Zufallsgespräch mit dem Mann in der Eisenbahn

Die Rettung eines mittleren Familienbetriebs

d'Lëtzebuerger Land du 14.02.2020

Das liberale Bürgertum aus Geschäftsleuten, Industriellen, Rechtsanwälten und Beamten der gehobenen Laufbahn misstraute stets der sehr klerikalen und konservativen Monarchie. Bis heute streitet es mit ihr um die Macht im Staat, weshalb Xavier Bettel (DP) nach den Wahlen 2013 lieber nicht abwartete, dass der Großherzog einen Formateur ernannte.

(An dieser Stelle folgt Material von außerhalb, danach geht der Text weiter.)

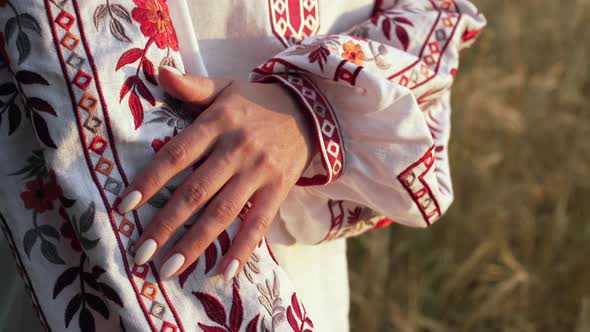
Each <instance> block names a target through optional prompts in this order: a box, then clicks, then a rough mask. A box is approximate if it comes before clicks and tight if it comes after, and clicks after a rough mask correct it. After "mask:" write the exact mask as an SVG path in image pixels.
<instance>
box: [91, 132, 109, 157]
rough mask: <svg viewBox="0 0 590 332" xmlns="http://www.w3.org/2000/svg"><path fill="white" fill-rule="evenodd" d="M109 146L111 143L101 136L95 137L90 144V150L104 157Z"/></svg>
mask: <svg viewBox="0 0 590 332" xmlns="http://www.w3.org/2000/svg"><path fill="white" fill-rule="evenodd" d="M108 146H109V142H108V141H107V140H106V139H104V138H102V137H100V136H94V139H93V140H92V143H90V150H92V151H94V152H96V153H98V154H100V155H102V154H103V153H104V151H105V150H106V149H107V147H108Z"/></svg>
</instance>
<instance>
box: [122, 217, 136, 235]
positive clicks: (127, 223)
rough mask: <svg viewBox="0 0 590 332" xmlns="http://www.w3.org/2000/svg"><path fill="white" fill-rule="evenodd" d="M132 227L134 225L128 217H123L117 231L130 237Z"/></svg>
mask: <svg viewBox="0 0 590 332" xmlns="http://www.w3.org/2000/svg"><path fill="white" fill-rule="evenodd" d="M134 228H135V225H133V223H132V222H131V221H129V219H127V218H123V220H122V221H121V224H120V225H119V232H121V234H123V235H125V236H126V237H131V234H133V229H134Z"/></svg>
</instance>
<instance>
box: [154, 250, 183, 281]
mask: <svg viewBox="0 0 590 332" xmlns="http://www.w3.org/2000/svg"><path fill="white" fill-rule="evenodd" d="M184 260H185V258H184V255H182V254H174V255H172V256H170V258H168V260H167V261H166V263H164V265H162V268H161V269H160V274H161V275H162V278H170V277H171V276H172V275H174V273H176V271H178V269H180V268H181V267H182V265H183V264H184Z"/></svg>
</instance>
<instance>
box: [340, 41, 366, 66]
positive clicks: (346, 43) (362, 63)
mask: <svg viewBox="0 0 590 332" xmlns="http://www.w3.org/2000/svg"><path fill="white" fill-rule="evenodd" d="M342 48H343V49H344V52H342V57H343V58H344V59H345V60H347V61H349V62H352V63H354V64H355V65H357V66H362V65H363V60H365V52H363V49H362V47H361V45H360V44H355V43H353V42H352V41H350V40H349V41H347V42H346V43H344V45H342Z"/></svg>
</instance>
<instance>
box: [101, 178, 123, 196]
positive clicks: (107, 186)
mask: <svg viewBox="0 0 590 332" xmlns="http://www.w3.org/2000/svg"><path fill="white" fill-rule="evenodd" d="M122 187H123V184H122V183H121V181H119V180H116V179H113V178H111V177H109V178H107V181H106V182H105V184H104V190H106V191H108V192H110V193H112V194H115V195H118V194H119V192H120V191H121V188H122Z"/></svg>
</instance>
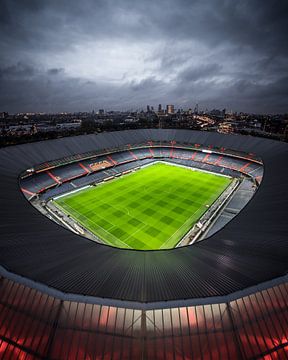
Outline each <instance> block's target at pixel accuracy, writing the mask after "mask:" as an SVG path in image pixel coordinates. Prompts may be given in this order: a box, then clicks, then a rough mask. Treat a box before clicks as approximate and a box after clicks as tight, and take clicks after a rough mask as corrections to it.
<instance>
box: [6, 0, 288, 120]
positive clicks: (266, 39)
mask: <svg viewBox="0 0 288 360" xmlns="http://www.w3.org/2000/svg"><path fill="white" fill-rule="evenodd" d="M287 34H288V1H287V0H241V1H236V0H141V1H138V0H81V1H79V0H0V49H1V51H0V111H8V112H10V113H14V112H26V111H44V112H56V111H91V110H93V109H95V110H97V109H99V108H104V109H119V110H124V109H132V108H133V109H137V108H142V107H145V106H146V105H147V104H150V105H154V106H158V104H159V103H162V104H163V105H166V104H170V103H172V104H175V106H176V107H183V108H189V107H192V108H194V106H195V104H196V103H199V108H200V109H205V108H208V109H212V108H221V109H222V108H226V109H227V110H235V111H247V112H261V113H265V112H269V113H281V112H288V65H287V64H288V37H287Z"/></svg>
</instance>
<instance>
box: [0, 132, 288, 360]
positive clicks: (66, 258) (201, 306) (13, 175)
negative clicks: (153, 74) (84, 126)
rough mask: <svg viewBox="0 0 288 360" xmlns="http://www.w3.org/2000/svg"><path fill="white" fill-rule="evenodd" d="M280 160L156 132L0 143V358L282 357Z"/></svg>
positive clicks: (286, 156) (283, 158) (181, 357)
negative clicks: (38, 141)
mask: <svg viewBox="0 0 288 360" xmlns="http://www.w3.org/2000/svg"><path fill="white" fill-rule="evenodd" d="M287 154H288V147H287V144H285V143H281V142H276V141H272V140H266V139H265V140H264V139H260V138H254V137H248V136H245V137H244V136H240V135H221V134H217V133H212V132H204V131H203V132H197V131H188V130H163V129H143V130H129V131H119V132H113V133H101V134H93V135H85V136H77V137H71V138H63V139H57V140H49V141H43V142H38V143H32V144H26V145H18V146H13V147H8V148H3V149H1V150H0V159H1V162H0V164H1V170H0V171H1V177H0V182H1V186H0V192H1V218H0V226H1V240H0V246H1V250H0V261H1V267H0V306H1V311H0V324H1V325H0V357H1V358H2V359H14V358H19V359H159V360H160V359H260V358H261V359H262V358H265V359H282V358H283V359H284V358H287V357H288V355H287V354H288V311H287V310H288V307H287V303H288V288H287V270H288V264H287V256H288V243H287V237H288V223H287V211H288V198H287V184H288V167H287V161H288V160H287Z"/></svg>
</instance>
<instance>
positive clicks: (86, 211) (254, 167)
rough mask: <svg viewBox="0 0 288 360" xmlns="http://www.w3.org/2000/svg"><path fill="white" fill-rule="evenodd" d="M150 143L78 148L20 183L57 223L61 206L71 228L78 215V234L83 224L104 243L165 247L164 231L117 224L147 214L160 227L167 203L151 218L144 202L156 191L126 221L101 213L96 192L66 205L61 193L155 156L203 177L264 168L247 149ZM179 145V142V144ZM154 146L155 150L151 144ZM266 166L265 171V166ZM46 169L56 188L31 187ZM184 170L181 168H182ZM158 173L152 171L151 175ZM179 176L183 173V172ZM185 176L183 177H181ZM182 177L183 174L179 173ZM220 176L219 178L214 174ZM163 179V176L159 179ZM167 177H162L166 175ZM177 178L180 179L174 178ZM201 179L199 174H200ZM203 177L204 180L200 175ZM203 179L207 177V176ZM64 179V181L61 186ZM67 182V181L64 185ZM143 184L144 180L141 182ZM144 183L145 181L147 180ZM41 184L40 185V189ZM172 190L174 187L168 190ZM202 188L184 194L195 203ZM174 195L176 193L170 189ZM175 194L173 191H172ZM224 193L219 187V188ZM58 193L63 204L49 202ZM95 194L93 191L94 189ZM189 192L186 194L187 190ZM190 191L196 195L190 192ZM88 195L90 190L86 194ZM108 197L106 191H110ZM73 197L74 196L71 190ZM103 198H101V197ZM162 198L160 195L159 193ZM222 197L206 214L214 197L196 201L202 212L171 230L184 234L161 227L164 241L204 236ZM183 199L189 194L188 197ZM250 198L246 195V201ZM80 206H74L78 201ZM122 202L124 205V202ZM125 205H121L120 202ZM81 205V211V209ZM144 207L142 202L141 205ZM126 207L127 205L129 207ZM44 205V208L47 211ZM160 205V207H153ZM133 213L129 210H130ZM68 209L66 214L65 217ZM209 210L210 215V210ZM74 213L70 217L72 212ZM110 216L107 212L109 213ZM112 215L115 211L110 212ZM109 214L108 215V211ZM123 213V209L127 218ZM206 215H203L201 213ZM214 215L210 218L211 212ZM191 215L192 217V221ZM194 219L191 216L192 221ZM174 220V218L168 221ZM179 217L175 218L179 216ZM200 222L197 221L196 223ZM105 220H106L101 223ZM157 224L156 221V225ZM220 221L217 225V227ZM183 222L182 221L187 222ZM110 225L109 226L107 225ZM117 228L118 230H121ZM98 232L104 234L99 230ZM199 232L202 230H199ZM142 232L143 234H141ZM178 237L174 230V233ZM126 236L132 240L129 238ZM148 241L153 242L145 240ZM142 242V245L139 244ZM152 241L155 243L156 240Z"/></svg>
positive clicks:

Dem liberalen Bürgertum geht es immer auch ums Geld. Die Zivilliste des König-Großherzogs war eine der Ursachen der Revolution von 1848, und nach den Beschwerden der Höflinge hetzte Premier Bettel dem Großherzog nicht die Gewerbeaufsicht auf den Hals, sondern

den langjährigen Direktor der Finanzinspektion. So kam es, dass ausnahmsweise ein Ökonom die Monarchie begutachtete, statt der von ihren rechtlichen Fiktionen geblendeten Juristen.

Der Monarch ist längst nicht mehr der nassauernde Eigentümer des Staates wie im
Absolutismus. Die Monarchie ist nicht einmal mehr eine reguläre Institution des Staates, wie es das Grundgesetz vorsieht; denn gerade ihrer Verselbständigung sollte Jeannot Waringo nachspüren. Wer seinen Bericht liest, bekommt vielmehr den Eindruck, dass die von einem Staatsoberhaupt erwarteten Pflichten an einen mittelgroßen Familienbetrieb outgesourct sind.

Gegen eine Jahrespauschale und Aufwandsentschädigungen von 14 Millionen Euro
liefert der großherzogliche Hof Dienstleistungen zur Verkörperung der staatlichen Hoheit. Mit den üblichen Nachteilen von Outsourcing, wie falsche Spesen, Missachtung des Arbeitsrechts und heimliches Outsourcen an Nachunternehmer, etwa den Hofmarschall. Streitfälle mit seinem Kunden klärt der Dienstleister über einen Anwalt.

So viel Flexibilität gefällt der Handelskammer. Sie zählt zu den letzten Verfechtern der Monarchie. Denn der Großherzog und der Erbgroßherzog seien bei Wirtschafts-missionen nützlich, um „Türen zu öffnen“. Durch sie schöpfen die Ölscheichs am Golf Ver-trauen, dass das Großherzogtum ebenso vordemokratisch sei wie ihre Emirate.

Wenn aber alle Welt über den Großherzog als Pantoffelheld und die Großherzogin als Xanthippe lacht, drohen sie, der Wettbewerbsfähigkeit des Produktionsstandorts zu schaden. Wer vertraut schon der Großherzogin von Gerolstein sein Geld an, wenn er es in Space Mining anlegen will?

Liberale, Sozialdemokraten und Grüne zögen inzwischen ein bürgerliches Staatsoberhaupt vor, befürchteten sie nicht damit einhergehende politische Verwerfungen. Nach allerlei peinlichen Familienaffären hatte der Großherzog 2015 seinen Familienbetrieb mit modischem Managerismus retten wollen, sich „Generaldirektor“ nennen lassen und einen Generalmanager eingestellt. Doch die Regierung und der parlamentarische Verfassungsausschuss wollen den Großherzog lieber wieder insourcen und zum obersten Staatsbeamten mit Arbeitsvertrag, Sozialversicherung und Finanzaufsicht machen. So wollen die Fensteröffner die Türöffner mit der Wiedereinführung des Erbbeamtentums retten.